Effect of nitric oxide synthase modulation on resuscitation success in a swine ventricular fibrillation cardiac arrest model.

BACKGROUND: We have demonstrated previously that the nitric oxide synthase (NOS) inhibitor N(G)-nitro-L-arginine (L-NNA) decreases free radical generation and nitrosative injury via peroxynitrite formation after epicardial dc shocks.

OBJECTIVE: Our purpose was to explore the effects of NOS inhibition and NOS donation on cardiopulmonary resuscitation (CPR) success after cardiac arrest of variable duration. We used the non-selective NOS inhibitor L-NNA and the selective neuronal NOS inhibitor ARR-17477, the NOS donor S-nitroso-N-acetylpenicillamine (SNAP) and the vasodilator Enalaprilat, which lowers arterial pressure via a non-NO mechanism.

METHODS: Part I: 17 pigs undergoing 4 min supported (i.e. with closed-chest compression and ventilation) ventricular fibrillation (VF) were divided into two groups: a no-L-NNA group (n=8) receiving IV saline and an L-NNA group (n=9) receiving IV L-NNA (5 mg/kg) for 8 min before VF was induced. Part II: 35 pigs undergoing 6-8 min VF were randomized to three groups: a no-L-NNA group (n=13) receiving IV saline, an L-NNA group (n=11) receiving IV L-NNA (5 mg/kg) and an ARR17477 group (n=11) receiving IV ARR17477 (5 mg/kg) before VF. All animals in Part II underwent unsupported VF (no chest compression or ventilation) for 6 min (n=13) or 8 min (n=22); closed-chest compression, ventilation and epinephrine (adrenaline) were employed after defibrillation. Part III: 12 swine were divided into two groups: control (n=6) receiving saline and an LNNA group (n=6) receiving IV LNNA (5 mg/kg). Swine underwent 6 min unsupported VF and 2 min supported VF before defibrillation. Part IV: 25 animals were studied to determine the effect of the NO donor SNAP and the angiotensin-converting enzyme inhibitor Enalaprilat on coronary perfusion pressure (CPP).

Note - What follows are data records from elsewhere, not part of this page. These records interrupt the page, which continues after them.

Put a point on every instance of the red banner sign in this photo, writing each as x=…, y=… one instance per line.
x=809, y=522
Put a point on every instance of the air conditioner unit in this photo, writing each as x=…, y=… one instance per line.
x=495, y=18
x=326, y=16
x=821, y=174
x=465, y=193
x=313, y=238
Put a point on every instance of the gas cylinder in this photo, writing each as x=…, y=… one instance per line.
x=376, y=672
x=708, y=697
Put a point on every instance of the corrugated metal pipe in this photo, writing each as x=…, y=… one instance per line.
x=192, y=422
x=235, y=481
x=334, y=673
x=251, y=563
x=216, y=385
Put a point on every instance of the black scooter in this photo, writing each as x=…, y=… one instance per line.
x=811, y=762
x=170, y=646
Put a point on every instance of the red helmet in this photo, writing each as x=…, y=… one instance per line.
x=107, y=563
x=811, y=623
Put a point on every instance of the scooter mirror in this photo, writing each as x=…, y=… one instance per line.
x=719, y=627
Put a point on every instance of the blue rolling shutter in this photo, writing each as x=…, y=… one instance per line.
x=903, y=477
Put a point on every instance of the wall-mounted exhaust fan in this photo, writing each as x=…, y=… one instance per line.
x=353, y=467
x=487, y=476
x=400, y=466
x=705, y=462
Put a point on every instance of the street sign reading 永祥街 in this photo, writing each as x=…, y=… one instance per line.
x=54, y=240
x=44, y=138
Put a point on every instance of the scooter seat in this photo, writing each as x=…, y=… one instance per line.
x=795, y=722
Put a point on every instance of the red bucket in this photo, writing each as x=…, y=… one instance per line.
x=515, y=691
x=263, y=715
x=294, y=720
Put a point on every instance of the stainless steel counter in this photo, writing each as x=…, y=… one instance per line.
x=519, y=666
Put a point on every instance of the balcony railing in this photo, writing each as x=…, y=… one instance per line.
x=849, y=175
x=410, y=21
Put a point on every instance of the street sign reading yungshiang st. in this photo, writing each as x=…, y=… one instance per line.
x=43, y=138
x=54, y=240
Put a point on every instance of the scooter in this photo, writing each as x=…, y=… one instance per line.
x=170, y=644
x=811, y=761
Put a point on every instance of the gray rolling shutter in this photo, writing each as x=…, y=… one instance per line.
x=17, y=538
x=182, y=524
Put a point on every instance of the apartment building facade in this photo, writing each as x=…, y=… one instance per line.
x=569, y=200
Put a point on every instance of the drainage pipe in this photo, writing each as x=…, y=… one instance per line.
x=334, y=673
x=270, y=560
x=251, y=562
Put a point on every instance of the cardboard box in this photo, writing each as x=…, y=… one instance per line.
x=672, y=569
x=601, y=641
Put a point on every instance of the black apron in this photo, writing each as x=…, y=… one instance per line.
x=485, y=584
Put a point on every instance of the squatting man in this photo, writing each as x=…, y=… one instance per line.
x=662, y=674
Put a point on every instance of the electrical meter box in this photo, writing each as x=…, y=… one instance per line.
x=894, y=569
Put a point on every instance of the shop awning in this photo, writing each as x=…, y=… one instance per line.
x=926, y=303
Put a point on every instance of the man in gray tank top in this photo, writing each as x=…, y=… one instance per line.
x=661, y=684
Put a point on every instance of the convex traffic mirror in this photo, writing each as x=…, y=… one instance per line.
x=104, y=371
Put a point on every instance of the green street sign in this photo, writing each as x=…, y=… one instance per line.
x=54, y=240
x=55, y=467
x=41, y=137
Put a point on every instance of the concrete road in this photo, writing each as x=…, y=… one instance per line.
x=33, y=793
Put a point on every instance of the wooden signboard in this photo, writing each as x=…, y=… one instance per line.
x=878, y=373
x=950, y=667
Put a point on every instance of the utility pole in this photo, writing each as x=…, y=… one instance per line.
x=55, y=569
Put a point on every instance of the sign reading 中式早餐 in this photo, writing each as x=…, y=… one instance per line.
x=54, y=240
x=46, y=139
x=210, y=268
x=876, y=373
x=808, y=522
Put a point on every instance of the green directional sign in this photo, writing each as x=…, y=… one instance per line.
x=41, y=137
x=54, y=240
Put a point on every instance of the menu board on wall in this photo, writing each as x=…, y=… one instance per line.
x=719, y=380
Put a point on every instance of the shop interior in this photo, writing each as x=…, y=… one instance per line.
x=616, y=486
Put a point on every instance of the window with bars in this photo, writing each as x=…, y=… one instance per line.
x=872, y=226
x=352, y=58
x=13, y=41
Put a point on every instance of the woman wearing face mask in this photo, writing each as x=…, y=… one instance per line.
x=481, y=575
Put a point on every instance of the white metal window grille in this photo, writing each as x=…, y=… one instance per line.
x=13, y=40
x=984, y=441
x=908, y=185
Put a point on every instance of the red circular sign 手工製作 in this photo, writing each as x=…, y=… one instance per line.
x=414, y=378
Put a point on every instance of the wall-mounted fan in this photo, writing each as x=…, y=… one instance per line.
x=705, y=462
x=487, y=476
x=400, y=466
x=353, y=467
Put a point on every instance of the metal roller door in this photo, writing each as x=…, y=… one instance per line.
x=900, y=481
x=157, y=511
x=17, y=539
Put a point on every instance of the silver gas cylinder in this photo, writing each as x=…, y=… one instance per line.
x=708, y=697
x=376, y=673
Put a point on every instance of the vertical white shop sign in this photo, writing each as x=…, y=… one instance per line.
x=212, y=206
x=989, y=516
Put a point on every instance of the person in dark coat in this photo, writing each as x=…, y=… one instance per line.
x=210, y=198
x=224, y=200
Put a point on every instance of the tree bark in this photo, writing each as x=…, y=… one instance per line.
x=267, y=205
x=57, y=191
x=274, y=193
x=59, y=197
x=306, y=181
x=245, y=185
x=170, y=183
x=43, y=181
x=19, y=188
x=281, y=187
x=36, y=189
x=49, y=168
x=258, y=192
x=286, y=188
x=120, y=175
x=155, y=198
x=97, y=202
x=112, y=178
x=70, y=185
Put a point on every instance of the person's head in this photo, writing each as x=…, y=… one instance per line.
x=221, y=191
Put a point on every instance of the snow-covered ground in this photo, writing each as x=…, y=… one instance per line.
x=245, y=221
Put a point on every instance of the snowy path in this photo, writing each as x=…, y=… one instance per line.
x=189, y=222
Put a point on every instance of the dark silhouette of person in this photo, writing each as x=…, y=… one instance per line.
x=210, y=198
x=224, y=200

RESULTS: In Part I, after defibrillation, with continued ventilation, chest compression and epinephrine, 8/9 L-NNA pigs achieved ROSC versus 4/8 control pigs (p=0.11). After 60 s of CPR, 7/9 pigs in the L-NNA group achieved ROSC versus 2/8 pigs in the no-L-NNA group (p<0.05). Only 2/9 pigs receiving L-NNA required epinephrine (1 mg) after defibrillation, compared to 6/8 pigs requiring at least one dose of epinephrine in the no-L-NNA group (p<0.05). In Part II, there was no significant difference between L-NNA, ARR17477 and control pigs in ROSC. However, control pigs required 6.8+/-1.4S.E. mg epinephrine; L-NNA pigs and ARR17477 pigs required less epinephrine (3.7+/-0.7 and 3.0+/-0.3 mg, both p=0.01). Shorter chest compression was required in the L-NNA group (252+/-38 s, p<0.05) and in ARR17477 group (222+/-15 s, p<0.05) compared to the control group (405+/-77 s). In Part III, L-NNA infusion caused a significant increase in mean blood pressure at baseline, but did not change CPP throughout the experiment. In Part IV, there were no significant differences in the changes of mean blood pressure and CPP between SNAP and Enalaprilat group in all animals throughout the experiment.

CONCLUSION: NOS inhibition pre-arrest did not improve survival, but did reduce requirements for epinephrine and closed-chest compression in a swine resuscitation model.